Essentially, as readers have transitioned from physical newspapers to online news, traditional newspapers have faced two problems – loss of audience and loss of revenue. Both problems are fundamentally the result of increased options online. A few decades ago, anyone interested in the news pretty much had to read whatever newspaper was available locally, supplemented by TV news. Now, anyone with an internet connection can access news from all manner of sources – the BBC, the New York Times (although it too has implemented a paywall), or their next door neighbour’s blog.
With this explosion of options, newspapers have lost their guaranteed audiences, and advertisers have expanded their channels for reaching audiences. The net result is that there is less demand for ad space on newspaper websites than there used to be for space in physical papers.
On top of this, companies also find it harder to charge high rates for online ads. Space in a newspaper is limited, but online space is, practically speaking, infinite. Thus, ad space in a newspaper is more valuable than ad space online. Furthermore, new metrics for assessing ad effectiveness and paying for ads have come with the internet, such as the pay-per-click ad model pioneered by Google (advertisers only pay for such ads when an internet user clicks on them), and such models tend to be a problem for newspapers. For example, the click-through rates on Google’s pay-per-click ads are very low – only around 2% of users click on ads. This is fine for Google, which serves billions of pages, but for newspapers with their small relatively online audiences, it’s definitely a losing proposition.

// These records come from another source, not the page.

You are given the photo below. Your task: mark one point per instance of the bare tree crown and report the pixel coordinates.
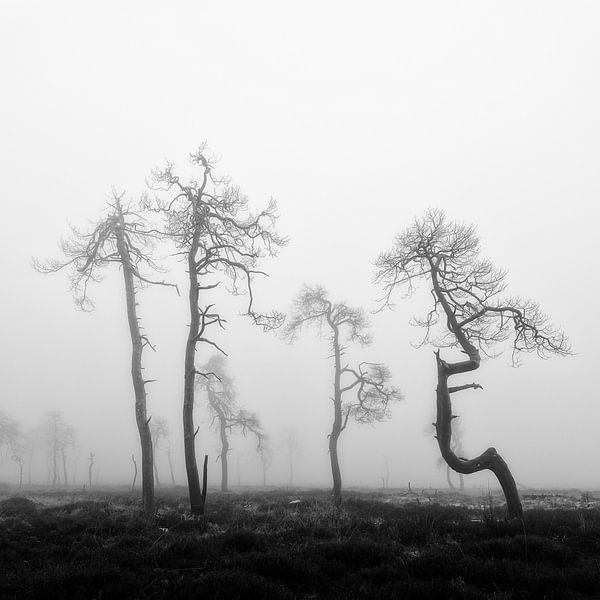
(342, 324)
(467, 290)
(209, 222)
(88, 252)
(222, 401)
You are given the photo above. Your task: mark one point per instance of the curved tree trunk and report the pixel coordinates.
(189, 433)
(336, 492)
(337, 427)
(449, 479)
(490, 459)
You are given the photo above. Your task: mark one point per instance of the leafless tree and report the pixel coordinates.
(11, 437)
(91, 458)
(121, 236)
(227, 416)
(467, 301)
(341, 325)
(266, 459)
(293, 449)
(214, 233)
(159, 431)
(170, 460)
(59, 437)
(134, 472)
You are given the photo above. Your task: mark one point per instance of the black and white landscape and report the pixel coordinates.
(299, 300)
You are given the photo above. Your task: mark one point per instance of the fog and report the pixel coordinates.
(356, 118)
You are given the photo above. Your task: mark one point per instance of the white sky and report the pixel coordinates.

All of this makes a paywall model look very appealing to publishers. With a paywall in place, they can be guaranteed a certain amount of revenue and can make their online operations turn a profit.
At least, that’s the idea. But the truth is that very few newspapers have managed to make a success of a paywall model. It remains to be seen how successful Business Day’s model will be. Currently readers have access to a limited number of articles, afterwhich they have to register as a BDlive user, where they then have unlimited access at no charge. However, the publication has warned that “soon” they will only be able to view 15 free articles within a 30-day period and will then have to subscribe.
The problem, again, is options. What’s to stop a reader from just heading across to, say, Moneyweb and getting their news fix free?
In general, the papers that have made paywalls work are those that offer something unique in the news line. The Wall Street Journal, for example, has done OK with its paywall thanks to its focused, specialist reporting on business. Similarly, the New York Times seems to be making a success of its paywall thanks to its huge (and global) audience and unique investigative work and important op-ed pages. It’s possible that Beeld and its peers may be able to sell their regional news and use of Afrikaans as unique qualities that get people to subscribe. However, it’s almost certain that the papers will lose a lot of readers to free online options when the wall goes up.
Newspapers face many challenges as their industry is disrupted by powerful new technologies and so far, no one has stumbled on a formula that seems likely to work. South African newspapers are beginning to experiment with new online revenue models, but it’s not clear whether or not they will succeed. The only thing that is certain is that the news industry will face more disruption ahead.